Information regarding an insured’s prior claims or how a carrier handled other insureds’ similar claims is discoverable. Colonial Life & Accident Ins. Co. v. The Superior Court of Los Angeles County, et al., 647 P.2d 86 (Cal. 1982). I will post on both of these types of discovery in detail over the next few weeks. First, discovery to learn whether a carrier used unfair practices in similar claims by other insureds.

When serving these types of requests, an insured’s attorney can usually anticipate several objections from the carrier, including: the request is burdensome; the information is not relevant or is private; the information cannot possibly be produced. Discovery in Insurance Bad Faith Cases, Part II, Charles Miller, Insurance Law Center. The Supreme Court of California, in Colonial, examined a case where the insurer argued against discovery requests seeking information on how it handled other insureds’ similar claims:

Colonial also argues for a writ barring all discovery of the names and records of such claimants on ground, inter alia, that evidence of a “pattern of unfair practices” is irrelevant as a matter of law in private actions against insurers…

The court, however, disagreed with Colonial and began its analysis with the well established principle that any party may request another party to produce documents that are relevant to the subject matter of the action or that are reasonably calculated to lead to the discovery of admissible evidence.

[Courts] may appropriately give the applicant [for discovery] substantial leeway, especially when the precise issue of the litigation of the governing legal standards are not clearly established [citation]; a decision of relevance for purposes of discovery is in no sense a determination of relevance for purposes of trial.

For those who follow this weekly series, I think this principle has become my mantra, and policyholder attorneys should never underestimate the power of this very basic rule.

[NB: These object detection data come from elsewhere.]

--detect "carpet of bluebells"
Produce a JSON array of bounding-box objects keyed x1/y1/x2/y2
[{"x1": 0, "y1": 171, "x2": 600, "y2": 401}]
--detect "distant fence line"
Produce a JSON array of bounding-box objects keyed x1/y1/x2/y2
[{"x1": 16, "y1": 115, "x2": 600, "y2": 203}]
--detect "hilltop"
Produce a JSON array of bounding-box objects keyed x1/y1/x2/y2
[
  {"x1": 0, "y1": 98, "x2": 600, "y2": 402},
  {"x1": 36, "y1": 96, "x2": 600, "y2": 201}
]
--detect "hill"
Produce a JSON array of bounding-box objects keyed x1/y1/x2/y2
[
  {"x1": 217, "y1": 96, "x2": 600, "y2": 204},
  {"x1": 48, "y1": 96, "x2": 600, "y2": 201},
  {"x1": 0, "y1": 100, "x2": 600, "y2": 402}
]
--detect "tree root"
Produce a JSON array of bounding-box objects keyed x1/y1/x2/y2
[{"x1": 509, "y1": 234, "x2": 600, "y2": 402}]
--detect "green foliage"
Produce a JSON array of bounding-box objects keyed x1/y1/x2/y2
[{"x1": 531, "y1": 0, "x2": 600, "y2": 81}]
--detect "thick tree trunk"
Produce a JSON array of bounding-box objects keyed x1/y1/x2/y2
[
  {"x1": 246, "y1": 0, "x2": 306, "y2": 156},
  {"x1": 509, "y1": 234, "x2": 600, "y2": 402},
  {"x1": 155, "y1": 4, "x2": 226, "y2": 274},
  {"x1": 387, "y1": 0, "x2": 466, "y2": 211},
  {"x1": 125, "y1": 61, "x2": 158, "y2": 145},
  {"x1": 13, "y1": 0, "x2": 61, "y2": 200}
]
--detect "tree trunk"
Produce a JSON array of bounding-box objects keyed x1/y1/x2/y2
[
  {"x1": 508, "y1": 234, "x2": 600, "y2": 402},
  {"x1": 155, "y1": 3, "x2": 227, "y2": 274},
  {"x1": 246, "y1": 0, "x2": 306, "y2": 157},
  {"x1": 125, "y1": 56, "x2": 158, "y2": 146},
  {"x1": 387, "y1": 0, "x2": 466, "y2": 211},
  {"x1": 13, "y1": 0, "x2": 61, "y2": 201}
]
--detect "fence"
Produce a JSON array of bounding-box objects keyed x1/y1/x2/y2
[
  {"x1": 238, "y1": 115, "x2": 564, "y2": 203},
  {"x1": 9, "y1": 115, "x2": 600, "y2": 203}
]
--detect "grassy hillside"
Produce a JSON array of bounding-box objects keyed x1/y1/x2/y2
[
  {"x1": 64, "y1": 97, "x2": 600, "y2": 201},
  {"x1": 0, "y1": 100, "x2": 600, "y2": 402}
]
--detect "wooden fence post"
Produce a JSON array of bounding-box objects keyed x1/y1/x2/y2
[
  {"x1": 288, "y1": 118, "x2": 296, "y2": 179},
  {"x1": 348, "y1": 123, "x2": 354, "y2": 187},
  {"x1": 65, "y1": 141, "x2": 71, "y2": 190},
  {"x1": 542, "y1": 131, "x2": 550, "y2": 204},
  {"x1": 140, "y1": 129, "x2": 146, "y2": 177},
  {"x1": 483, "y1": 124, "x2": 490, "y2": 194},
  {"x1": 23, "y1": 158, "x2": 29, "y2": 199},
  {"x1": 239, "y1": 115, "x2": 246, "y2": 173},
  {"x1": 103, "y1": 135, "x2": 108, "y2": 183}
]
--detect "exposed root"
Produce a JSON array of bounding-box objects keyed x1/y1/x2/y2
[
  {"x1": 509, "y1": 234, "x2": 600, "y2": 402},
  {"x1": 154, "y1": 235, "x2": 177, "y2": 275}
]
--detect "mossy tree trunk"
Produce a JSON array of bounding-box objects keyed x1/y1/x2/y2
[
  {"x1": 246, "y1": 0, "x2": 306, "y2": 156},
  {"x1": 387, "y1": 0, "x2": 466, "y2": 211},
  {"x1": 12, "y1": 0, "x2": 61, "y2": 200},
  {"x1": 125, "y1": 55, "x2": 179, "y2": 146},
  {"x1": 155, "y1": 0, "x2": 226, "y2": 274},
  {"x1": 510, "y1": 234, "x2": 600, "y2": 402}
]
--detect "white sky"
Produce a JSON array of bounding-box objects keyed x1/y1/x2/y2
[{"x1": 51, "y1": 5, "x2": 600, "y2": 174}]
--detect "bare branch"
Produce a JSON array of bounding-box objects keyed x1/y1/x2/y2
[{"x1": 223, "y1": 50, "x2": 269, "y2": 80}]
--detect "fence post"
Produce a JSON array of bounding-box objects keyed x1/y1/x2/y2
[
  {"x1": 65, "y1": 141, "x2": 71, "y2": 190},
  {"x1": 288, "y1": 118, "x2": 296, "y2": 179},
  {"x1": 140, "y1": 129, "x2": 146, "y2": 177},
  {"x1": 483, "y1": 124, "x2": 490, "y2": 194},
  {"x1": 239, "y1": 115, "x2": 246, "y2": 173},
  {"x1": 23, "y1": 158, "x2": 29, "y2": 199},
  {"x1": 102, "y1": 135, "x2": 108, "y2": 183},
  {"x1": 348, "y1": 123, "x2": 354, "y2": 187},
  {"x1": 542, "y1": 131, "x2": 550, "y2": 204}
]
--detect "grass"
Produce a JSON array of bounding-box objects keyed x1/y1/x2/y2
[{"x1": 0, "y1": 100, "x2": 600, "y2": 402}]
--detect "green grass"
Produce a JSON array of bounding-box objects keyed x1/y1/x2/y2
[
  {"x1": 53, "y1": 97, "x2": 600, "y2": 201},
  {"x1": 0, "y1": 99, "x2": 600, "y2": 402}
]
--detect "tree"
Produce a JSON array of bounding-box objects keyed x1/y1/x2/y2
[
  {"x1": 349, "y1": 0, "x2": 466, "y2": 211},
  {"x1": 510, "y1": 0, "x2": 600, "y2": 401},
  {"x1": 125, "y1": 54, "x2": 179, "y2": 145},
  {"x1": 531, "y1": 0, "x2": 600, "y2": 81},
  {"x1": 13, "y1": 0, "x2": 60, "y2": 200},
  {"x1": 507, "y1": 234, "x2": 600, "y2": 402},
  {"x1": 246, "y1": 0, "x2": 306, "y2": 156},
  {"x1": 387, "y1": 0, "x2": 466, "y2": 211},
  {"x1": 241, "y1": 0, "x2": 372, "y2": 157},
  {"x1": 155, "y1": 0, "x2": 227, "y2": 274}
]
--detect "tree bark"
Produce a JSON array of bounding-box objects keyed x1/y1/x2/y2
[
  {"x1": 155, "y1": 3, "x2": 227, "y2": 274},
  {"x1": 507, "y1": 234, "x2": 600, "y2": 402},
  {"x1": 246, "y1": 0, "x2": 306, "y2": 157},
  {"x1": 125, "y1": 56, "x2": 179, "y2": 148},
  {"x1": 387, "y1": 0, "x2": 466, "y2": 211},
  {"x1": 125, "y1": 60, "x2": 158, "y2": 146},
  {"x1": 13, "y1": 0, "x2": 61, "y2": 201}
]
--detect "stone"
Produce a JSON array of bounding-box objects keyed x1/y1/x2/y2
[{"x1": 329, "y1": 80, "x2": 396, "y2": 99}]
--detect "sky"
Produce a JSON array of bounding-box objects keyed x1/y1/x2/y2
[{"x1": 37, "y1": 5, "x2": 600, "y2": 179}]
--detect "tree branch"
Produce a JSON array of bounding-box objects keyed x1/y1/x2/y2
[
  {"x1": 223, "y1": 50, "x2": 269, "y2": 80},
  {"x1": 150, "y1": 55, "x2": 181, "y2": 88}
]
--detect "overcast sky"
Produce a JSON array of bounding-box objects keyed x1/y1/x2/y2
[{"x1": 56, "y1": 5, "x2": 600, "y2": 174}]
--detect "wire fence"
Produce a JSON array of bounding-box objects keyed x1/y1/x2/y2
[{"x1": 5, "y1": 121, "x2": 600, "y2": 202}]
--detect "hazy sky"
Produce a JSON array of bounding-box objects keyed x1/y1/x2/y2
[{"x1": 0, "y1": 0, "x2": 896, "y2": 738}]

The court continued its analysis of the facts before it and addressed the applicable insurance code section in California:

Insurance Code section 790.03, subdivision (h) prohibits insurers from “knowingly committing or performing with such frequency as to indicate a general business practice” a variety of “unfair claim settlement practices”

The analysis continued with the very critical explanation that:

A plaintiff may establish a claim by showing either that the acts that harmed him were knowingly committed or were engaged in with such frequency as to indicate a general business practice. While proof of a knowing violation will make plaintiff’s job that much easier, in cases where a knowing violation is difficult to establish, knowledge can be proved circumstantially. [citation omitted] Discovery aimed at determining the frequency of alleged unfair settlement practices is therefore likely to produce evidence relevant to the action.

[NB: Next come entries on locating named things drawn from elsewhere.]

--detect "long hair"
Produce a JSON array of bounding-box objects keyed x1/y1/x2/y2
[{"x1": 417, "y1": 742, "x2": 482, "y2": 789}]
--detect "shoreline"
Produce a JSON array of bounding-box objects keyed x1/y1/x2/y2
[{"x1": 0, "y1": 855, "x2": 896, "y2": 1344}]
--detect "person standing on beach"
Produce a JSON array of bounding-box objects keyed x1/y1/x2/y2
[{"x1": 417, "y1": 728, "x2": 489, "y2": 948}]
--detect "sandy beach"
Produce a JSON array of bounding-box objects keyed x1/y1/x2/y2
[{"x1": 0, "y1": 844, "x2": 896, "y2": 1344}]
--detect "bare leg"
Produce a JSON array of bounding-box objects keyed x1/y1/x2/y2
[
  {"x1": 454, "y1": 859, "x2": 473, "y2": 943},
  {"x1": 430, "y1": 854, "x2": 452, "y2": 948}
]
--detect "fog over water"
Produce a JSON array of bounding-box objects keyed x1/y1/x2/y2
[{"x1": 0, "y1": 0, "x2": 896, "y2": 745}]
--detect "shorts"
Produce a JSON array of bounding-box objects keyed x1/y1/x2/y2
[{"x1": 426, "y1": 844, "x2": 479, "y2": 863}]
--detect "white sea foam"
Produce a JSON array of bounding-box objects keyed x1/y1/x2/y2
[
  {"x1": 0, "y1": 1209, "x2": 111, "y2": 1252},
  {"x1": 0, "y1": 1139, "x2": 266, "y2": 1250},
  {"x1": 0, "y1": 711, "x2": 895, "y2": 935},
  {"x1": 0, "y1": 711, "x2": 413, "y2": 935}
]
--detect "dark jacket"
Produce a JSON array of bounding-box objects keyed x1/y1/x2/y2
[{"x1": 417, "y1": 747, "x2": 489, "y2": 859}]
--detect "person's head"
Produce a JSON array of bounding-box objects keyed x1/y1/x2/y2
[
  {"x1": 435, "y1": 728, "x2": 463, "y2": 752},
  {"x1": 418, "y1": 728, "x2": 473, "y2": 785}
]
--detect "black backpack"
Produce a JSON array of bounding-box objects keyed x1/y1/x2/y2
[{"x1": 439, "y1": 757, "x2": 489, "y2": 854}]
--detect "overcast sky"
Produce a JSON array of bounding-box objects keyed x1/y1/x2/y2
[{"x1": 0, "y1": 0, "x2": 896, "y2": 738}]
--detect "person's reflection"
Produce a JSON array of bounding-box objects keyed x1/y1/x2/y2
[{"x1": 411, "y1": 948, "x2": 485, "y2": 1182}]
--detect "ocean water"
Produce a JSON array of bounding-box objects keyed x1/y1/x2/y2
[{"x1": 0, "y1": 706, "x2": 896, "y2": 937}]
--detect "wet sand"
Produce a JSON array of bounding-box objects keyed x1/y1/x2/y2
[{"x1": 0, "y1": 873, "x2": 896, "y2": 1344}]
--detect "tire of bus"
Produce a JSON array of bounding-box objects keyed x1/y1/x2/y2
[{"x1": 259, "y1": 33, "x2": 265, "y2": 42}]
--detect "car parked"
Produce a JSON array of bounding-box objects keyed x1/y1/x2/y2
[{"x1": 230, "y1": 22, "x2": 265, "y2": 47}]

The foregoing analysis was the basis for the California Supreme Court’s ruling in the policyholder’s favor and ordering the discovery of the information sought. The Court held that discovery aimed at determining the frequency of alleged unfair settlement practices was likely to produce evidence directly relevant to the policyholder’s action, since the policyholder could establish her claim by showing either that the alleged harmful acts were knowingly committed or were engaged in with such frequency as to indicate a general business practice.

Based on the decision in Colonial, the California Supreme Court evaluated the following four general rules of discovery that policyholder attorneys must remember:

  1. Information relevant to the subject matter is discoverable
  2. Information that may lead to the discovery of admissible evidence is discoverable
  3. Information on how an insurance company handled other insureds’ similar claims is discoverable
  4. Information on determining the frequency of alleged unfair settlement practices is discoverable

Please tune in next week for an extended post on obtaining information on unfair practices in other insureds’ similar claims and obtaining information on an insured’s prior claims.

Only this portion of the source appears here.